The Future of Payments Is Set to Make Our Lives Better
Insight The leading payments organization in the country shares how technology is keeping Canada as a leader in the industry.
Think for a moment of how far the financial sector has come. Where we were once beholden to the opening and closing times of brick and mortar banks, we can now access our accounts anytime, anywhere, with the swipe of a finger. By some estimates, Canadian consumers and businesses are making 58.3 million transactions worth $25 billion on a daily basis.
Many financial leaders are excited about the future of payments in Canada. “Advances in technology are enabling the huge change we’ve seen, but consumers are driving it,” says Justin Ferrabee, Chief Operating Officer of Payments Canada, the organization responsible for leading a multi-year program to modernize Canada’s payment systems, rules, and standards. “There was a big leap to digital and online banking, and now we’ve moved to mobile banking, where individuals now have immediate access and control of their finances.”
Ferrabee adds that the adoption of mobile banking in Canada has been fast, and the future is set to present even more opportunity, as the use of algorithms, artificial intelligence, and machine learning will transform the way we interact with our finances.
Making systems more intelligent
“There will be more intelligence in our financial system.
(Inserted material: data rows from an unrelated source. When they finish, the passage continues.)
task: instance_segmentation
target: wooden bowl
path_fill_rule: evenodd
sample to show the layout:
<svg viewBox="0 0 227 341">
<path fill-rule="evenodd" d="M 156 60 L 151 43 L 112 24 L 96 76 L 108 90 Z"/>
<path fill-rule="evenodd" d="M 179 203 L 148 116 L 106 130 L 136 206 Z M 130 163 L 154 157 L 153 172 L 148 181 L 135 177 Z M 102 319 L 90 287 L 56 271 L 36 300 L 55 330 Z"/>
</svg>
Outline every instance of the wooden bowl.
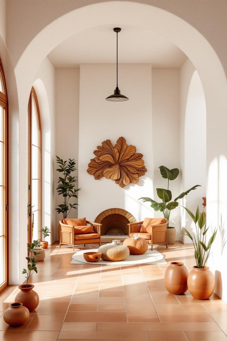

New technology is going to build off the digital innovation we’ve experienced,” notes Ferrabee. “This will allow us to move more fluidly through our lives and commerce.” Services such as Uber and Amazon’s cashier-less store are examples of this change as they rely heavily on automated payments.
Ferrabee imagines a system that will benefit both consumers and businesses. With real-time access to information and more control over their finances, consumers will have greater awareness of their spending habits. With this will come the ability to make smart decisions immediately, rather than waiting a month to review a bank statement or credit card bill and then changing their behaviour. For businesses, it will mean having greater visibility into supply chain and collections, more predictability of cash inflows and outflows, and more automated matching of customer payments to invoices.
Leading the way
According to Ferrabee, Canada has been a leader in advancing financial services, but he says it can feel like leapfrogging as we rebuild our infrastructure to keep up. “We were one of the first in the world to have e-transfers, chip cards, and PINs, and we were ahead of others when it came to tap payments,” he says. “Our banking system is very nimble and can move quickly to adopt new technologies.”
Ferrabee is optimistic about the direction things are moving. “Our financial system today can overwhelm people with its complexity, but profound changes are coming in how we manage and program our financial lives. We will become more astute and our relationship with money will change, and this will benefit everyone.”